Parce que le Seigneur a dit : " Donne-nous aujourd’hui notre pain quotidien ", il ne faut pas communier plusieurs fois par jour, afin qu’au moins, du fait que l’on communie une seule fois par jour, soit représentée la passion du Christ, qui est unique.
5.
Des décisions diverses ont paru selon les divers états de l’Église. Car, dans la primitive Église, lorsque la dévotion de la foi chrétienne était plus forte, il fut décidé que les fidèles communieraient quotidiennement.
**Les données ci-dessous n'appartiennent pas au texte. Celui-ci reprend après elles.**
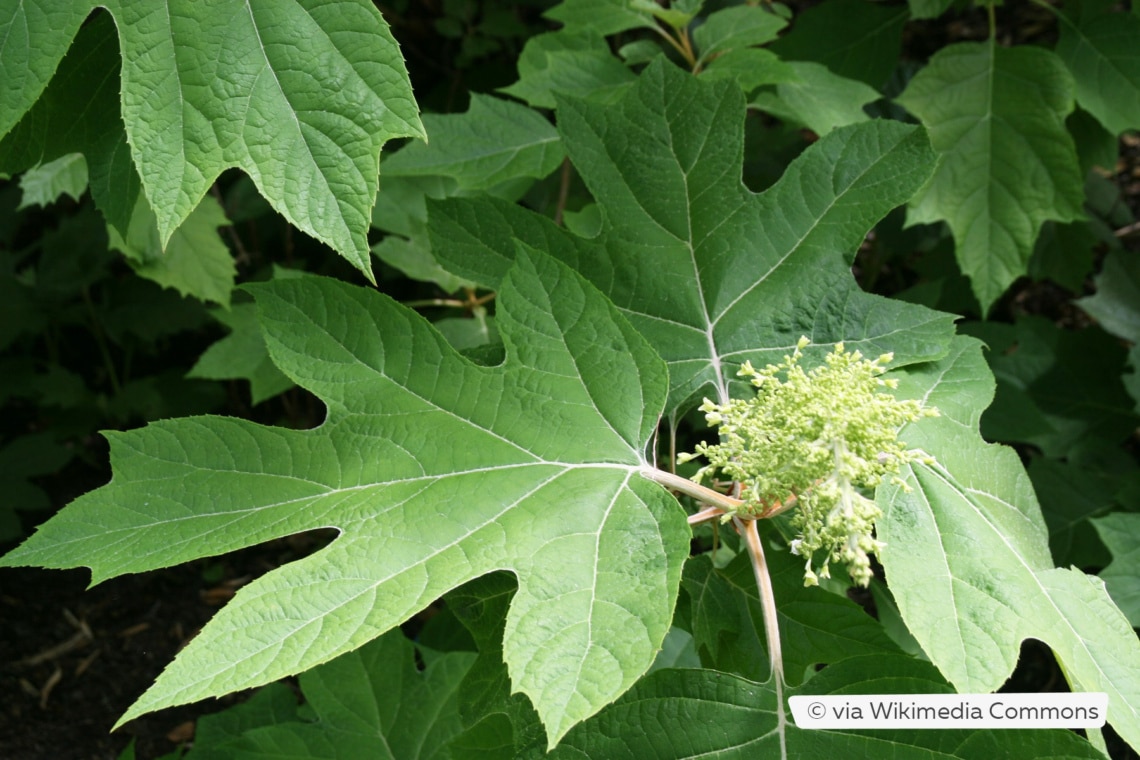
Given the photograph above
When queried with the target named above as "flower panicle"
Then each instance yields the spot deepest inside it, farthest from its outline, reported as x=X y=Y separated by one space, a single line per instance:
x=819 y=439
Aussi le pape Anaclet dit-il : " Après la consécration, que tous communient, s’ils ne veulent pas se mettre hors des frontières de l’Église : car c’est ainsi que les Apôtres en ont décidé, et c’est l’usage de la sainte Église romaine. " Ensuite, la ferveur de la foi ayant baissé, le pape Fabien concéda " que tous communient, s’ils ne le peuvent plus fréquemment, au moins trois fois par an, à Pâques, à la Pentecôte, et à la Nativité du Seigneur ". Le pape Soter dit qu’il faut aussi communier le Jeudi saint, en la Cène du Seigneur, ce qu’on trouve dans la décrétale sur la Consécration.
Mais ensuite " la charité d’un grand nombre se refroidit, à cause de l’abondance des péchés ", et Innocent III décida que tous les fidèles devaient communier " au moins une fois l’an, à Pâques ". Mais dans le livre des Croyances ecclésiastiques, il est conseillé " de communier tous les dimanches ".